Energy

California’s Cap-and-Trade Program Gets Boost From Sold-Out Auction

California’s cap-and-trade program received a positive jolt this week when current emissions allowances sold out for a second consecutive quarter for the first time since November 2015 and at a record-high price.

Proponents have hailed the results of the auction — the first since last month’s extension of the program through 2030 — as proof of the emissions-trading market’s sustainability.

“Unstable results in previous auctions raised questions about program performance, but this auction is the second in a string of sold-out auctions through at least 2020,” Chris Busch, research director for the San Francisco-based think tank Energy Innovation, said in a statement Tuesday.

In the state’s third-quarter auction held Aug. 15, allowances sold out for both the current compliance period and the future 2020 period. The auction, whose results were announced Tuesday, will add about $640 million to the almost $5 billion in California’s Greenhouse Gas Reduction Fund, which was established in 2012.

Settlement prices rose to a record $14.75 per current allowance, from $13.80 during the second-quarter auction, and to an all-time high of $14.55 for advanced allowances, from $13.53. Those figures mark the biggest increase in settlement prices in the past three years.

The most recent auction is first time since November 2015 that advance allowances have sold out. Each of this year’s three quarterly auctions offered 9.7 million future allowances for 2020, with 7 percent purchased in February and 20 percent purchased in May.

The upswing in demand for allowances and the amount of revenue raised are important to California’s regulation of carbon and to other states and municipalities that are looking to link their cap-and-trade markets with the Golden State. California’s last 12 quarterly auctions have been held jointly with Quebec.

The proponents of the program, which is generally backed by businesses in the state, say the recent results suggest future auctions will continue to sell out, but opponents maintain that the program is too costly for industry. At the same time, some environmentalists argue that more companies could use allowances to delay efforts to ramp up the emission reductions that are needed to meet the state’s stricter 2030 goals, according to Busch.

A report published last week by the public policy think tank Next 10 said that California is already on its way to achieving its 2030 goals and is not hurting industry by pushing for those carbon benchmarks. The group said that while reducing its carbon intensity, the state has become the most energy-productive major economy in the world and continues to generate economic growth while cutting carbon emissions.

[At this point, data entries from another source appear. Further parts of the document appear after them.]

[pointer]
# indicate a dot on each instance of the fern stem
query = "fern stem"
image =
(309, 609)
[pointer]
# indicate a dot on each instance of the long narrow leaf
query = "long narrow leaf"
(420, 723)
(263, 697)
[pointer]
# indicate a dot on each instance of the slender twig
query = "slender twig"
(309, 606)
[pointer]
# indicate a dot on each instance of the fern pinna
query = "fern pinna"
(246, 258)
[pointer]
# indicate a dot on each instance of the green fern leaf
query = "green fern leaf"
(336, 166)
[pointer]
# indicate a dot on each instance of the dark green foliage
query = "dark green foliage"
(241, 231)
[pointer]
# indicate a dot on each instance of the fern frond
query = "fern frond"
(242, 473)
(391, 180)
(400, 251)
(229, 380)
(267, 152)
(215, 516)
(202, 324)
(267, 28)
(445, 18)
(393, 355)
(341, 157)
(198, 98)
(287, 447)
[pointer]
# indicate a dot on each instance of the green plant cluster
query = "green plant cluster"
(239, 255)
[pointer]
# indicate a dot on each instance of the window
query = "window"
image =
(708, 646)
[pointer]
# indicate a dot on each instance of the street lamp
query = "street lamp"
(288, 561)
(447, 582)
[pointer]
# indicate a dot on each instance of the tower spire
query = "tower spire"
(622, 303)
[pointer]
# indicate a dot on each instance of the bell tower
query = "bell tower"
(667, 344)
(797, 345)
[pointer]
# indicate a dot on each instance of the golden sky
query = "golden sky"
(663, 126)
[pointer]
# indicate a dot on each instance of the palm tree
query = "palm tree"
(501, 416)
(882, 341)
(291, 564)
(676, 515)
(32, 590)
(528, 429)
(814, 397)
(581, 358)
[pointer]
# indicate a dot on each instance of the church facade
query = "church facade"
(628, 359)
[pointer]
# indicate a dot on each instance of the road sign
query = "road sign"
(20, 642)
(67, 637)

“The extension of this program does provide critical certainty that will allow other carbon markets in the future to link with California,” Noel Perry, founder of San Francisco-based Next 10, said in an interview Monday.

The only states with their own carbon trading program, according to the U.S. Environmental Protection Agency, are members of the Regional Greenhouse Gas Initiative: Connecticut, Delaware, Maine, Massachusetts, Maryland, New Hampshire, New York, Rhode Island and Vermont. Other states regulate carbon according to the EPA’s Clean Power Plan, which is currently stayed by court order.

Busch suggested that the strong auction results and the bipartisan and industry support in California for the cap-and-trade program could encourage other states that already have strong renewable energy sectors to establish a similar market.

Texas, which generates the largest amount of wind power in the United States and is a leading state in renewable energy production, has three cap-and-trade programs offering credit for temporary emission reductions for nitrogen oxides, sulfur dioxides and other compounds that threaten public health in high concentrations. However, the Texas Commission on Environmental Quality does not have a carbon trading program and does not regulate carbon emissions beyond the EPA’s Clean Power Plan, commission spokesman Andrew Keese said in a Tuesday interview.